First were the British monarchs and the Kaiser of Germany.
Alongside [King] George, William now rode confidently, saluting as he passed the regimental colors of the 1st Royal Dragoons of which he was honorary colonel. Once he had distributed photographs of himself wearing their uniform with the Delphic inscription written above his signature, “I bide my time.” Today his time had come; he was supreme in Europe.
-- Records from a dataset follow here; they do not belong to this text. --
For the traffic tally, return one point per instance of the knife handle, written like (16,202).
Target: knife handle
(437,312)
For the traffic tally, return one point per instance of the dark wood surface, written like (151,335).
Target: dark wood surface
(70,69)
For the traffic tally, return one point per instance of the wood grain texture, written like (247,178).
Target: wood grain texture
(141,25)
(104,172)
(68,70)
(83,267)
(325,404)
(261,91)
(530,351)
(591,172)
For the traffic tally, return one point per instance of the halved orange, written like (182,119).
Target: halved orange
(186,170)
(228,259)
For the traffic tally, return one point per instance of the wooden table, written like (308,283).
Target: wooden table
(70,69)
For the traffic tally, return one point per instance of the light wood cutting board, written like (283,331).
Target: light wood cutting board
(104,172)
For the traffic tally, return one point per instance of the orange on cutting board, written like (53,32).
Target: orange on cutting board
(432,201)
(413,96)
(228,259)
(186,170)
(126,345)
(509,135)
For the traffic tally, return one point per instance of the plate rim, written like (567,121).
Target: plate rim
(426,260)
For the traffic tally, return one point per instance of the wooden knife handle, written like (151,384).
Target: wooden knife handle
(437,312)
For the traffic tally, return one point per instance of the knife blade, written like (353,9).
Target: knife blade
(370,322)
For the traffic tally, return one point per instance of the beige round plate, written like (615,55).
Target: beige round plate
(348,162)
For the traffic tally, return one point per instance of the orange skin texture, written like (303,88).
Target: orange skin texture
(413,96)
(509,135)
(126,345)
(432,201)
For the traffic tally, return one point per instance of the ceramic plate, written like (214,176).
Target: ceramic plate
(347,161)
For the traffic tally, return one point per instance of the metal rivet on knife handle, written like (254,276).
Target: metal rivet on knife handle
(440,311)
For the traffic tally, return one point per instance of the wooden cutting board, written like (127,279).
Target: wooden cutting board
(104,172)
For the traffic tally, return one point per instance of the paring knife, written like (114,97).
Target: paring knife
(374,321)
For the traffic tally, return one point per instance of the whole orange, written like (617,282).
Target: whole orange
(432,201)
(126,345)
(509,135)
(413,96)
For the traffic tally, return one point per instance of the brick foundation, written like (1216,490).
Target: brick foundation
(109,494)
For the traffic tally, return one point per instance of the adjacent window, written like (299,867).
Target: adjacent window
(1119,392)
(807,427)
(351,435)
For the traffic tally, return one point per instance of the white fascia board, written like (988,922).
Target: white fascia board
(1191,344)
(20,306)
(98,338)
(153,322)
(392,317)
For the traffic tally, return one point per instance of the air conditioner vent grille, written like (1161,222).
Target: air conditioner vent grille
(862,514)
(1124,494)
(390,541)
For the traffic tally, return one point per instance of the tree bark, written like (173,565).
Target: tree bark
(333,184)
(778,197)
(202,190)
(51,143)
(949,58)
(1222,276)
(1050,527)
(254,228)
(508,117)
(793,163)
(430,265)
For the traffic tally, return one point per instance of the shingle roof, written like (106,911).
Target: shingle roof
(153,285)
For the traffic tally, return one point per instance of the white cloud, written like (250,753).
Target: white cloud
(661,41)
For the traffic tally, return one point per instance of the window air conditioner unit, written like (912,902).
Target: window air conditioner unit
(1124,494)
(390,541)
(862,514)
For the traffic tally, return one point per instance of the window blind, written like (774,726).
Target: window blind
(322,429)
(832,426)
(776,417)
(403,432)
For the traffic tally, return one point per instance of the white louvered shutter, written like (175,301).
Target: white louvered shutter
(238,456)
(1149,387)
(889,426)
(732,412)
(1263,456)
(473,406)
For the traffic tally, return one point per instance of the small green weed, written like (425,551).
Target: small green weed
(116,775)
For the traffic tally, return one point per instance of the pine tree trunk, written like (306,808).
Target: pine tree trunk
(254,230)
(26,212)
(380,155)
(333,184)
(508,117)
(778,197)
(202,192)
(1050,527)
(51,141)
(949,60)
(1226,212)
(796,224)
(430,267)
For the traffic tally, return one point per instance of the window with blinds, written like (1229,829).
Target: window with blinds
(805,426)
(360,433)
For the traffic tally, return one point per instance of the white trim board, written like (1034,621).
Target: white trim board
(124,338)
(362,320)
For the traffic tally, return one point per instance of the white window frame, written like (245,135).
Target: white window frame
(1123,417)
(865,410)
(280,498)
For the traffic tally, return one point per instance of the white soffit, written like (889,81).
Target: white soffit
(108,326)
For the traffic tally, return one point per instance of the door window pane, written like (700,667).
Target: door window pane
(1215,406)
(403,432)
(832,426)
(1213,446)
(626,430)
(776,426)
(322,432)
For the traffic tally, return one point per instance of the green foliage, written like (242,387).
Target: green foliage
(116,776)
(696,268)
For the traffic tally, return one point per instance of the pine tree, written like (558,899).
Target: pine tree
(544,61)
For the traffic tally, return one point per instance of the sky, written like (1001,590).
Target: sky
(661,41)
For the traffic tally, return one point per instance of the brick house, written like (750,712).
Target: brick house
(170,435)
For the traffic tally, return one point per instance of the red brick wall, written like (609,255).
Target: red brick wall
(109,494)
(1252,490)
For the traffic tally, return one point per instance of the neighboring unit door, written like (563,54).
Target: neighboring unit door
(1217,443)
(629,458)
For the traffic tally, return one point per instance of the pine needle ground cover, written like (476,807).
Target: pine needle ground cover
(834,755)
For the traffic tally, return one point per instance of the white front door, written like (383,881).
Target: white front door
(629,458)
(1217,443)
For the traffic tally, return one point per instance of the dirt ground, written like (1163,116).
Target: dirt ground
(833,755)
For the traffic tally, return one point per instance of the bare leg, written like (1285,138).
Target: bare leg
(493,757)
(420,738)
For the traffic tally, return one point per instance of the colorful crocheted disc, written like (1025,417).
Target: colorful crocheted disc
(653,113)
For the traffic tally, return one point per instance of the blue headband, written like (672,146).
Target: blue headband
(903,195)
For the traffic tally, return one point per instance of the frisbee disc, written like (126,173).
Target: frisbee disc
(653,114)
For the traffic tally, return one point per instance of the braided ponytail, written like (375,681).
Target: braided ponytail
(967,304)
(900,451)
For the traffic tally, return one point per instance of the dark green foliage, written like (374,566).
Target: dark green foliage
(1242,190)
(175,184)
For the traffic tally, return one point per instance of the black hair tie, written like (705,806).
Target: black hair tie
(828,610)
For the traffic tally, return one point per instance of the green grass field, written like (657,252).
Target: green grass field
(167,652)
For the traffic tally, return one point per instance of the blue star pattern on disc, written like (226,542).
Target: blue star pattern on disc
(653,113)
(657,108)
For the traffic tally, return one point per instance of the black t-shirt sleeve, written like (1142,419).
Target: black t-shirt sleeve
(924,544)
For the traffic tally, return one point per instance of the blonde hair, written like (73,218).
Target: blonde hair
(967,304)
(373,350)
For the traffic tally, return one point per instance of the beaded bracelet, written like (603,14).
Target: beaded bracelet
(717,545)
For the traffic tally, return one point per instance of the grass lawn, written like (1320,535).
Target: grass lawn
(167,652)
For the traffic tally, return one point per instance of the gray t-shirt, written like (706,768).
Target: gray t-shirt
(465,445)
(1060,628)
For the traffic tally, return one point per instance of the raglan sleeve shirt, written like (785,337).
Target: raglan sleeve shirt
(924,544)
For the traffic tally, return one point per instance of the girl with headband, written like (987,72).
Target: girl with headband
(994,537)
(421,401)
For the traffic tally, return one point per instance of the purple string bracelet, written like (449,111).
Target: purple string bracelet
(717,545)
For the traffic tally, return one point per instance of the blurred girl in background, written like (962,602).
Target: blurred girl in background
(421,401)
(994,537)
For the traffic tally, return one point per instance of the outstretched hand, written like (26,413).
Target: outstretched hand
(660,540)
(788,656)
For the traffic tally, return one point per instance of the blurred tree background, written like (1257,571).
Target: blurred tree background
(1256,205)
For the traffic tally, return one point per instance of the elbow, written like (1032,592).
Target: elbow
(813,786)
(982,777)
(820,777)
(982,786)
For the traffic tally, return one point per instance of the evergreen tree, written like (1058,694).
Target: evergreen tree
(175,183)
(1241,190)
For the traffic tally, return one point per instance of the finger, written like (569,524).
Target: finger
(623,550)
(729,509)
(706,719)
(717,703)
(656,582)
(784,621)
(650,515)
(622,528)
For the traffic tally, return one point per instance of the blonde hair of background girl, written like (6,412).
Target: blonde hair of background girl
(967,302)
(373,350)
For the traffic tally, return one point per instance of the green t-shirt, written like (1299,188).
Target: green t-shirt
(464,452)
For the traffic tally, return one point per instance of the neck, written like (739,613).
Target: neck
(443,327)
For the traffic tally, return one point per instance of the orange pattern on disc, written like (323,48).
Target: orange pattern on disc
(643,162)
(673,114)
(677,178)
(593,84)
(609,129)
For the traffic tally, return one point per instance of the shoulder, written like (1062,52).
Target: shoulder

Behind him rode the widowed Queen Alexandra’s two brothers, King Frederick of Denmark and King George of the Hellenes; her nephew, King Haakon of Norway; and three kings who were to lose their thrones: Alfonso of Spain, Manuel of Portugal and, wearing a silk turban, King Ferdinand of Bulgaria who annoyed his fellow sovereigns by calling himself Czar and kept in a chest a Byzantine Emperor’s full regalia, acquired from a theatrical costumer, against the day when he should reassemble the Byzantine dominions beneath his scepter.
Dazzled by these “splendidly mounted princes,” as The Times called them, few observers had eyes for the ninth king, the only one among them who was to achieve greatness as a man. Despite his great height and perfect horsemanship, Albert, King of the Belgians, who disliked the pomp of royal ceremony, contrived in that company to look both embarrassed and absentminded. He was then thirty-five and had been on the throne barely a year. In later years when his face became known to the world as a symbol of heroism and tragedy, it still always wore that abstracted look, as if his mind were on something else.
The future source of tragedy, tall, corpulent, and corseted, with green plumes waving from his helmet, Archduke Franz Ferdinand of Austria, heir of the old Emperor Franz Josef, rode on Albert’s right, and on his left another scion who would never reach his throne, Prince Yussuf, heir of the Sultan of Turkey. After the kings came the royal highnesses: Prince Fushimi, brother of the Emperor of Japan; Grand Duke Michael, brother of the Czar of Russia; the Duke of Aosta in bright blue with green plumes, brother of the King of Italy; Prince Carl, brother of the King of Sweden; Prince Henry, consort of the Queen of Holland; and the Crown Princes of Serbia, Rumania, and Montenegro. The last named, Prince Danilo, “an amiable, extremely handsome young man of delightful manners,” resembled the Merry Widow’s lover in more than name, for, to the consternation of British functionaries, he had arrived the night before accompanied by a “charming young lady of great personal attractions” whom he introduced as his wife’s lady in waiting with the explanation that she had come to London to do some shopping.
A regiment of minor German royalty followed: rulers of Mecklenburg-Schwerin, Mecklenburg-Strelitz, Waldeck-Pyrmont, Saxe-Coburg Gotha, of Saxony, Hesse, Württemberg, Baden, and Bavaria, of whom the last, Crown Prince Rupprecht, was soon to lead a German army in battle. There were a Prince of Siam, a Prince of Persia, five princes of the former French royal house of Orléans, a brother of the Khedive of Egypt wearing a gold-tasseled fez, “Prince Tsia-tao of China in an embroidered light-blue gown whose ancient dynasty had two more years to run, and the Kaiser’s brother, Prince Henry of Prussia, representing the German Navy, of which he was Commander in Chief. Amid all this magnificence were three civilian-coated gentlemen, M. Gaston-Carlin of Switzerland, M. Pichon, Foreign Minister of France, and former President Theodore Roosevelt, special envoy of the United States.